Dept. of Computer Science, University of Toronto; Vector Institute
Primer: Enforcing Lipschitz constraints for neural networks
We can understand a lot about a neural network by understanding the Jacobian of the function it computes, i.e. the derivatives of its outputs with respect to its inputs. I’ll explain what the Jacobian is, how it’s built up from the Jacobians of individual layers, and what it tells us about neural net optimization. I’ll then motivate why we might like to bound the matrix norm of the Jacobian, or equivalently, enforce a small Lipschitz constant for a neural net, i.e. ensure that a small change to the input makes a correspondingly small change to the output. This is useful for several reasons: (1) it lets us make the predictions provably robust to small perturbations produced by an adversary, (2) it helps us to estimate the Wasserstein distance between probability distributions, (3) the generalization error can be bounded in terms of the Lipschitz constant, and (4) Lipschitz constraints prevent some optimization difficulties, most notably the problem of exploding gradients. To set the stage for the research talk, I’ll relate the Lipschitz bound of the network to the norms of individual layers’ Jacobians.
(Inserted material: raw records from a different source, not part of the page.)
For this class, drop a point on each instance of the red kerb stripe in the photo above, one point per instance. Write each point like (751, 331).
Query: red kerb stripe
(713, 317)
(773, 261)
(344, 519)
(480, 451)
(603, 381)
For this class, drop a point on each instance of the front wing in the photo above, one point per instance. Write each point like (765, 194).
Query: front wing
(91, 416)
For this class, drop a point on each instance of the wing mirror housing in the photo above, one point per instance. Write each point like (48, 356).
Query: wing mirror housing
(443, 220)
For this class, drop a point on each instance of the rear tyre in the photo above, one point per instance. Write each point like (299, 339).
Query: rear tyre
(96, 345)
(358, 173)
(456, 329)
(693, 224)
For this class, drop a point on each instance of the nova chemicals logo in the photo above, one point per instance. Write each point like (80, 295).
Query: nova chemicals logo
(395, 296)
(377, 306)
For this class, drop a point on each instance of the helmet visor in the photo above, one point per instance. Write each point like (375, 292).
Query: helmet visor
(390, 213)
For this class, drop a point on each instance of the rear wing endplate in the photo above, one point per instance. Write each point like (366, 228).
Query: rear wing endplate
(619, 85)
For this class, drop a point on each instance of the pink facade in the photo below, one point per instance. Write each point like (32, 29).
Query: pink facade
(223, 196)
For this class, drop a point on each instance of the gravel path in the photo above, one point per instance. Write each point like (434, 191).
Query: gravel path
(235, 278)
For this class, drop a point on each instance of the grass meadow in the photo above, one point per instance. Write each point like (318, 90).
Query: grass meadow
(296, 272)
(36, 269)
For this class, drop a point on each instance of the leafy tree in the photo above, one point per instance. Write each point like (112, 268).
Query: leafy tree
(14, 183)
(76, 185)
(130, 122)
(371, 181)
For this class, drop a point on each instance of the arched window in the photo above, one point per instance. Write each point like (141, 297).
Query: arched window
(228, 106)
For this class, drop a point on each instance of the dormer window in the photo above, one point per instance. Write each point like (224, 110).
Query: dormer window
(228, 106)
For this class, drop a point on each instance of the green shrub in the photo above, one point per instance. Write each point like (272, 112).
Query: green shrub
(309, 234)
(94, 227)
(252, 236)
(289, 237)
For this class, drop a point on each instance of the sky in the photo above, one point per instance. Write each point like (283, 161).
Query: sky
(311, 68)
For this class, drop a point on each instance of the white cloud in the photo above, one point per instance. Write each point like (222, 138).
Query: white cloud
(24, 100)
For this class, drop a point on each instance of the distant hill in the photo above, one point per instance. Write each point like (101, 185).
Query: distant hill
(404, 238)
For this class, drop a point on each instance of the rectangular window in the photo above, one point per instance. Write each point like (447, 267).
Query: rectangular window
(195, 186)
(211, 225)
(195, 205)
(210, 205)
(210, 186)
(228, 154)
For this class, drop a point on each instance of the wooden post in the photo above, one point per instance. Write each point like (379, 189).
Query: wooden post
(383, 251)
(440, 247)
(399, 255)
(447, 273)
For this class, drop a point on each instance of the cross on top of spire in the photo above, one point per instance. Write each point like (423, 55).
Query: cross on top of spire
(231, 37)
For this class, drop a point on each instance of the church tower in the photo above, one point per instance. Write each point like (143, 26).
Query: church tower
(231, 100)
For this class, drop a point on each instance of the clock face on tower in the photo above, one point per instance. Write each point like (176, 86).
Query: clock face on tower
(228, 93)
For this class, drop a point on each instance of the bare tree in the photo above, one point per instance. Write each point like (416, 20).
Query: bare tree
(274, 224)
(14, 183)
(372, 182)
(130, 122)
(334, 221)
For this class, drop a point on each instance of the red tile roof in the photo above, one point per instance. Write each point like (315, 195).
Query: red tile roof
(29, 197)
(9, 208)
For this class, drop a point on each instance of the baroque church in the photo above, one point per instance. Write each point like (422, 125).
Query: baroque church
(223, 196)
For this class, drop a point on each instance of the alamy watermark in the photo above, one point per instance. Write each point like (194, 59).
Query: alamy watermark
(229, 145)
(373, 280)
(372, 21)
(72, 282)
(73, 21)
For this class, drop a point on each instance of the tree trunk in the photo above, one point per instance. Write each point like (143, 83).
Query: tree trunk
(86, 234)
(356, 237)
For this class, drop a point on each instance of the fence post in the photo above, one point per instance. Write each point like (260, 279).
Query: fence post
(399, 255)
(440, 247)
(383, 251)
Grosse Group, University of Toronto; Vector Institute
Efficient Lipschitz-constrained neural networks
Training neural networks under a strict Lipschitz constraint is useful for provable adversarial robustness, generalization bounds, interpretable gradients, and Wasserstein distance estimation. By the composition property of Lipschitz functions, it suffices to ensure that each individual affine transformation or nonlinear activation is 1-Lipschitz. The challenge is to do this while maintaining the expressive power. We identify a necessary property for such an architecture: each of the layers must preserve the gradient norm during backpropagation. We propose two architectural components that satisfy strict Lipschitz constraints with norm preservation. First is the GroupSort activation function, which sorts units within a group. Second is the use of orthogonal linear layers; this is straightforward for fully connected layers, but more involved for convolution layers. We present a flexible and efficient representation of orthogonal convolutions. Our provably Lipschitz-constrained architectures perform competitively at Wasserstein distance estimation and provable adversarial robustness.